Gli sport all'aria aperta possono anche essere un modo per connettersi con il reale in un mondo sembra che diventi sempre più virtuale ogni giorno che passa. La sensazione semplice di granito fresco sotto le tue mani o il tiro di corrente sotto la pagaia ha una qualità ancora più dolce dopo aver trascorso una settimana conducendo così tanto del nostro lavoro e delle nostre vite personali attraverso lo schermo del computer, e-mail, telefoni cellulari e Internet.

E spesso possono essere molto di più. Senza alcun bisogno di parole, gli sport d'avventura possono naturalmente insegnarci a essere qui ora. Davvero, davvero qui. Per risvegliare i nostri sensi. Per abbracciare sia le nostre emozioni piacevoli sia quelle difficili. Entrare nell'ignoto. Per trovare l'equilibrio tra tenere e lasciare andare. E impara a sorridere anche quando le correnti di paura si agitano dentro.

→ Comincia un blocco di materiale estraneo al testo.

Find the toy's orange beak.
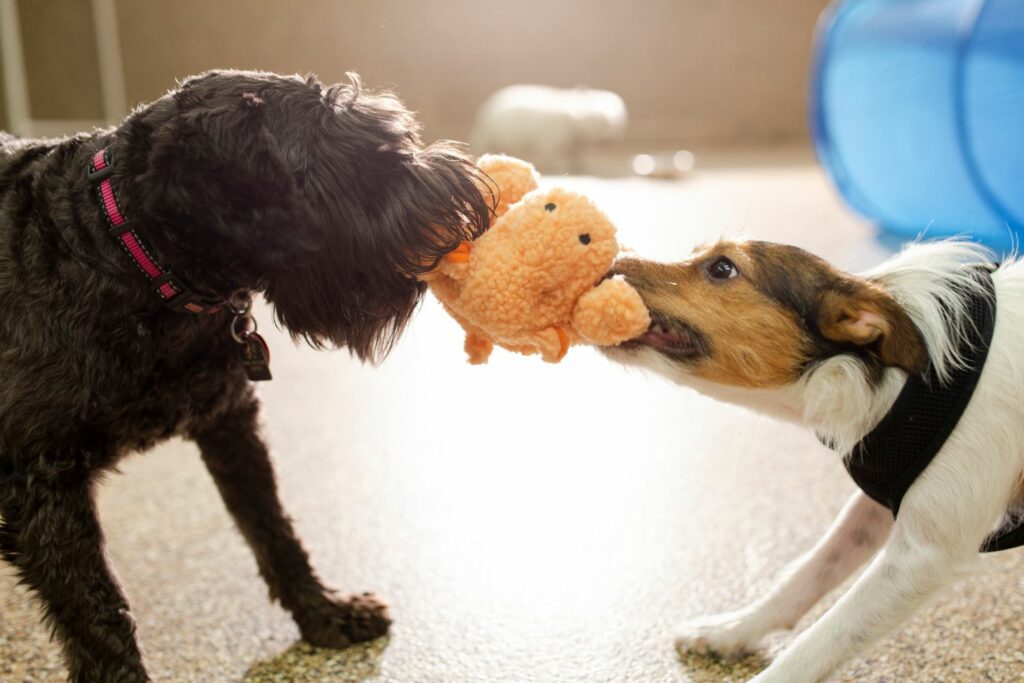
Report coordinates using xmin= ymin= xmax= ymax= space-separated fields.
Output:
xmin=444 ymin=242 xmax=470 ymax=263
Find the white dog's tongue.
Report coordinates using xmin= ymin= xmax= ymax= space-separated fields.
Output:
xmin=638 ymin=323 xmax=698 ymax=355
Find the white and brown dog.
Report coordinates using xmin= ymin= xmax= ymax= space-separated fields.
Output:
xmin=603 ymin=242 xmax=1024 ymax=683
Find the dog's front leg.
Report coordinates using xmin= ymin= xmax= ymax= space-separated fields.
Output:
xmin=193 ymin=397 xmax=391 ymax=647
xmin=676 ymin=492 xmax=893 ymax=656
xmin=0 ymin=473 xmax=150 ymax=683
xmin=752 ymin=517 xmax=977 ymax=683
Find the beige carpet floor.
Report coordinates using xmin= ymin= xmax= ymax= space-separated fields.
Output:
xmin=0 ymin=157 xmax=1024 ymax=683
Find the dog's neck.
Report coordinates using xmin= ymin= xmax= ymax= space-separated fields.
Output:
xmin=780 ymin=242 xmax=989 ymax=456
xmin=8 ymin=133 xmax=258 ymax=309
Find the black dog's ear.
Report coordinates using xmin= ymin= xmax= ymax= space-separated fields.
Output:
xmin=818 ymin=283 xmax=928 ymax=373
xmin=146 ymin=92 xmax=321 ymax=270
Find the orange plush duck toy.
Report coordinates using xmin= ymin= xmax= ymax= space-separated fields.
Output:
xmin=423 ymin=155 xmax=650 ymax=364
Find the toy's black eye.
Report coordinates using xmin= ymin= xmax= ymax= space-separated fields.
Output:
xmin=708 ymin=256 xmax=739 ymax=280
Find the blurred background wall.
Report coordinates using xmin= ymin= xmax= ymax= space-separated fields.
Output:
xmin=0 ymin=0 xmax=826 ymax=148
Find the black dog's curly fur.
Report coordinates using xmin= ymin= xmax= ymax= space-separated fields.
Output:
xmin=0 ymin=72 xmax=488 ymax=681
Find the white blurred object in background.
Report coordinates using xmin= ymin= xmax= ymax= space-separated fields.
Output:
xmin=472 ymin=85 xmax=627 ymax=173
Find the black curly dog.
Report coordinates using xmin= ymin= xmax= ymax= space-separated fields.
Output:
xmin=0 ymin=72 xmax=488 ymax=681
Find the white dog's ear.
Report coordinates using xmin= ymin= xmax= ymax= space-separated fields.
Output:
xmin=818 ymin=281 xmax=928 ymax=373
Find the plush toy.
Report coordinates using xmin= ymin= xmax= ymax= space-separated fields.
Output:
xmin=424 ymin=155 xmax=650 ymax=364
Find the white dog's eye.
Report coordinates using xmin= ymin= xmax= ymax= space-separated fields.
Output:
xmin=708 ymin=256 xmax=739 ymax=280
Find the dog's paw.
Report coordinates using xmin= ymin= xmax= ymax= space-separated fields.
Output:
xmin=295 ymin=593 xmax=391 ymax=648
xmin=676 ymin=611 xmax=765 ymax=657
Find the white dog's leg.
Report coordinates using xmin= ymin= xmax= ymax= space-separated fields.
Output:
xmin=676 ymin=492 xmax=893 ymax=655
xmin=752 ymin=524 xmax=977 ymax=683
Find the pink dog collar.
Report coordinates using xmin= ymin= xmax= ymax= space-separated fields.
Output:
xmin=89 ymin=148 xmax=224 ymax=314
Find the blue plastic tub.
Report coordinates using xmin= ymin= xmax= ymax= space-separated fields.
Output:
xmin=811 ymin=0 xmax=1024 ymax=250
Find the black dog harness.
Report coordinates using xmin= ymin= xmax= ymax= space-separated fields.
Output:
xmin=826 ymin=267 xmax=1024 ymax=552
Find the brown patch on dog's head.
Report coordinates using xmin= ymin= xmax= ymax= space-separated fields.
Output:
xmin=818 ymin=281 xmax=927 ymax=373
xmin=615 ymin=242 xmax=926 ymax=388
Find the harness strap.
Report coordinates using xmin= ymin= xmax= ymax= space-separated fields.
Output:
xmin=89 ymin=148 xmax=224 ymax=314
xmin=826 ymin=266 xmax=1024 ymax=552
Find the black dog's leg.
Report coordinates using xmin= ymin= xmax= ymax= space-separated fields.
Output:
xmin=193 ymin=398 xmax=391 ymax=647
xmin=0 ymin=477 xmax=150 ymax=682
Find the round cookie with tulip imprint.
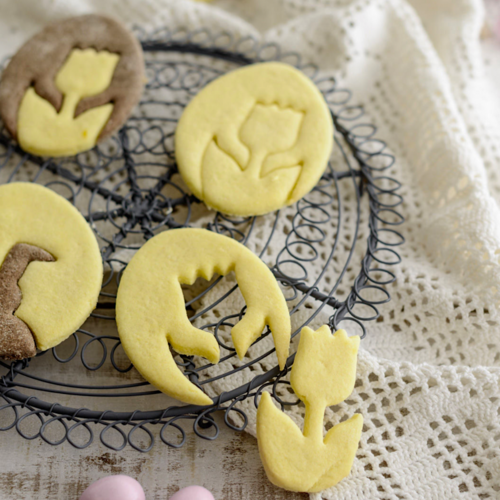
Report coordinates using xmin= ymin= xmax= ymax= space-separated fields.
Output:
xmin=0 ymin=182 xmax=103 ymax=359
xmin=116 ymin=228 xmax=291 ymax=405
xmin=0 ymin=14 xmax=145 ymax=156
xmin=175 ymin=62 xmax=333 ymax=216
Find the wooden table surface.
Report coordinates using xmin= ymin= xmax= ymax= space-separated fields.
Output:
xmin=0 ymin=410 xmax=309 ymax=500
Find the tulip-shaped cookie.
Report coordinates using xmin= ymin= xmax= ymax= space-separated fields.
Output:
xmin=0 ymin=182 xmax=102 ymax=359
xmin=116 ymin=228 xmax=291 ymax=405
xmin=257 ymin=325 xmax=363 ymax=493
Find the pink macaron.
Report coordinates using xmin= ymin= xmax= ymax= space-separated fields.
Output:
xmin=80 ymin=475 xmax=145 ymax=500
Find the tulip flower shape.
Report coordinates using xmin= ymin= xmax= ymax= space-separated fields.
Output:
xmin=257 ymin=325 xmax=363 ymax=493
xmin=18 ymin=49 xmax=120 ymax=156
xmin=202 ymin=104 xmax=304 ymax=213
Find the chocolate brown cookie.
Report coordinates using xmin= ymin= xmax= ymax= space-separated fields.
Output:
xmin=0 ymin=14 xmax=145 ymax=145
xmin=0 ymin=243 xmax=54 ymax=359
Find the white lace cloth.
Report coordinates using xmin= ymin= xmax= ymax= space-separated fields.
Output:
xmin=0 ymin=0 xmax=500 ymax=500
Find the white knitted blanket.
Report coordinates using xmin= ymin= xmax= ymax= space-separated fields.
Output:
xmin=0 ymin=0 xmax=500 ymax=500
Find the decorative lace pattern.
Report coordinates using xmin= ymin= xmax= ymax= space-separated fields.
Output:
xmin=0 ymin=0 xmax=500 ymax=500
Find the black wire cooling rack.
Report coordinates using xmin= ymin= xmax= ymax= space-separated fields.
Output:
xmin=0 ymin=29 xmax=403 ymax=452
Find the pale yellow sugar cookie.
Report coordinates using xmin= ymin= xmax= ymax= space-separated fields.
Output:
xmin=0 ymin=182 xmax=103 ymax=351
xmin=175 ymin=62 xmax=333 ymax=216
xmin=257 ymin=325 xmax=363 ymax=493
xmin=116 ymin=229 xmax=291 ymax=405
xmin=17 ymin=49 xmax=120 ymax=156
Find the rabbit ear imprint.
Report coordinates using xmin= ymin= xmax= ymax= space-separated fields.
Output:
xmin=0 ymin=182 xmax=103 ymax=359
xmin=175 ymin=62 xmax=333 ymax=216
xmin=116 ymin=228 xmax=291 ymax=405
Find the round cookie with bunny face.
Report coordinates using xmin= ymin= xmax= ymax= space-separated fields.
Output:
xmin=0 ymin=182 xmax=103 ymax=359
xmin=175 ymin=62 xmax=333 ymax=216
xmin=0 ymin=14 xmax=145 ymax=156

Dopo aver terminato una bozza di questo saggio, ho pensato (in qualche modo tardivo) che sarebbe stata una buona idea vedere cos'altro avrebbe potuto dire George Mallory sulla sua passione per l'arrampicata. Si scopre che in realtà ha risposto alla sua stessa domanda in modo più completo, e forse ancora più bello, un anno prima della sua famosa battuta che sarebbe poi diventata così duratura:

"La prima domanda che mi verrà posta e che devo provare rispondere è questo, 'Qual è l'uso di scalare l'Everest?' e la mia risposta deve essere immediatamente "non serve"… se non riesci a capire che c'è qualcosa nell'uomo che risponde alla sfida di questa montagna e va incontro ad essa, che la lotta è la lotta della vita stessa verso l'alto e per sempre verso l'alto, allora non vedrai perché andiamo. Quello che otteniamo da questa avventura è solo pura gioia. E la gioia è, dopo tutto, la fine della vita. "

Non ho potuto fare a meno di ridere. Le lezioni sono ovunque se siamo aperti a loro. E così anche, a quanto pare, sono i nostri insegnanti.


Renée Sharp è un'avventuriera, attivista ambientalista e scrittrice freelance che vive a Berkeley, in California. Medita e studia il dharma dal 2000.